Develop Non-Capital Initiatives: Each project initiative should have a corresponding project plan that monitors whether it will be completed on-time and on-budget. The importance of the detailed project plan is to accomplish the following: a) identify all the steps to be completed; b) establish a realistic timeline for each step; c) identify and allocate the necessary resources for accomplishing the initiative; d) ensure that the initiative has been vetted for departmental inter-dependencies and potential conflicts; and e) ensure that the initiative is in alignment with the overall strategic plan.

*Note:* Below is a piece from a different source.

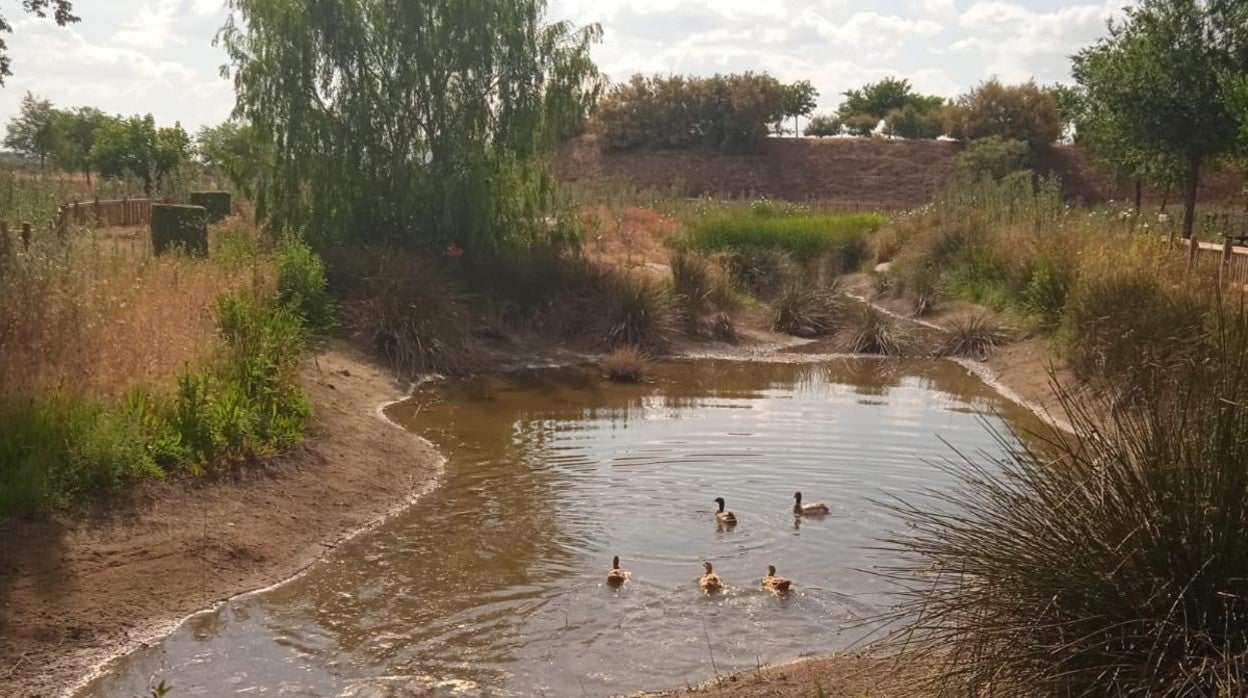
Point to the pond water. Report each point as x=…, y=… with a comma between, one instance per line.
x=496, y=580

Create A Capital Plan: Next, I would develop a capital plan identifying dollars to be spent on the business to increase its overall value. While all capital dollars may not entirely be discretionary – i.e., investing dollars for anticipated return from growth – it is necessary to determine how capital dollars will be allocated whether for discretionary purposes or general maintenance. Projects that require capital are critical for the company growth and must be managed to their desired return, avoiding shortfalls in ROI or issues involving “capital creep”. If you haven’t already, setting up a capital committee to review expenditures in advance of the start of the project provides some assurance that the projects have been vetted against return on investment. Lastly, developing a post-audit process enables the team to review and monitor the progress of ongoing investments.

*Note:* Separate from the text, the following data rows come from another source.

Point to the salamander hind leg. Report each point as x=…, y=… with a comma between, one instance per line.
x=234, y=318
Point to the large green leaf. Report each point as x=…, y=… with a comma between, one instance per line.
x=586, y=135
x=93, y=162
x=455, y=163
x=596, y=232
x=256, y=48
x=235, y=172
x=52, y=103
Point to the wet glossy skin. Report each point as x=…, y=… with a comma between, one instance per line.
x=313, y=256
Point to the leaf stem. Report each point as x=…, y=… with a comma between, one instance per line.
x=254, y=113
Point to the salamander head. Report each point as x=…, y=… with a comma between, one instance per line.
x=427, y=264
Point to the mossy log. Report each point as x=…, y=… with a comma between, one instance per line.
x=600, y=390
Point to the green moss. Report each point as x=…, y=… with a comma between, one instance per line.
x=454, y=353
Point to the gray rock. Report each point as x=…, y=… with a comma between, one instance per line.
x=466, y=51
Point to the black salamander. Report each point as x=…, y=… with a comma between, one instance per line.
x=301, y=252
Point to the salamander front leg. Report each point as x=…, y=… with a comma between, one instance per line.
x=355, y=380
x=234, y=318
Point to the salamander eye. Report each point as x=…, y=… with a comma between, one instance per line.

Business Plan Analytics Through Key Performance Indicators (KPI’s): Identifying key performance indicators for your business to use as benchmarks throughout the year is perhaps the most critical step you can make with regard to business analytics. Not only will KPI’s help identify key shortfalls in the plan, but will help narrow your focus in addressing the shortfalls. For instance, recognizing that you have an issue in labor isn’t merely enough when you consider the following possibilities: a) labor rates may be too high; b) overtime has exceeded its budget; c) the issue is regionally-based, not across the board; d) man hours may have exceeded its allocated budget, etc. It could be a myriad of triggers that caused labor to exceed its budget and KPI’s enable you to drill down to the cause. KPI management requires a disciplined review process established monthly that fosters a blended analysis throughout the year that compares actual results against both budgets and forecasts.

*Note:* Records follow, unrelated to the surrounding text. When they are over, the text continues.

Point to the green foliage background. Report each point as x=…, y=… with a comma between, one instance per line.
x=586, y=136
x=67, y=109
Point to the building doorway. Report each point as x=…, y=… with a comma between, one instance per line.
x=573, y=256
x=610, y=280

Fundamentals, Cycles & Trends (FC & T’s): Your plan, if done in advance and thoroughly, should provide and excellent foundation from which to work. Even the best plan still has to react to outside forces that will influence your best intentions. Identifying certain fundamentals, cycles and trends that may impact your company is a prudent way to being able to develop a contingency “plan B” in the event an outside force rears its head. A series of key FC & T’s should be monitored throughout the year so that if required, your plan can react. Certain FC & T’s may include wholesale pricing, weather, commodity markets or labor market impacts that are out of your control. In my opinion, developing contingency plans in advance for these outside forces at least gives you a fighting chance to react favorably.

Strategic Review of Plans/Goals at Year-End: At the end of the year, a thorough review of the plan and its process should be discussed with the team in order to make the next planning cycle more effective and efficient. Take a look at all of the successful initiatives and the ones that fell short in order to identify where the “broken pipes” occurred in the process. Remember not to double-dip on the capital projects EBIDTA contribution for the upcoming year – your budgetary baselines should move in concert with these investments. All projects that straddle the budgetary year, should be rolled over into the new plan. Business planning is the road map that identifies where you are headed in advance. As importantly, it also identifies road blocks – in advance. Your business plan should provide a common vision supported by tactical initiatives that, ultimately, creates greater value for your company. It may seem daunting, but by knowing your vision and its corresponding financial targets, you will have a better chance at executing how to get there and avoiding traps in advance.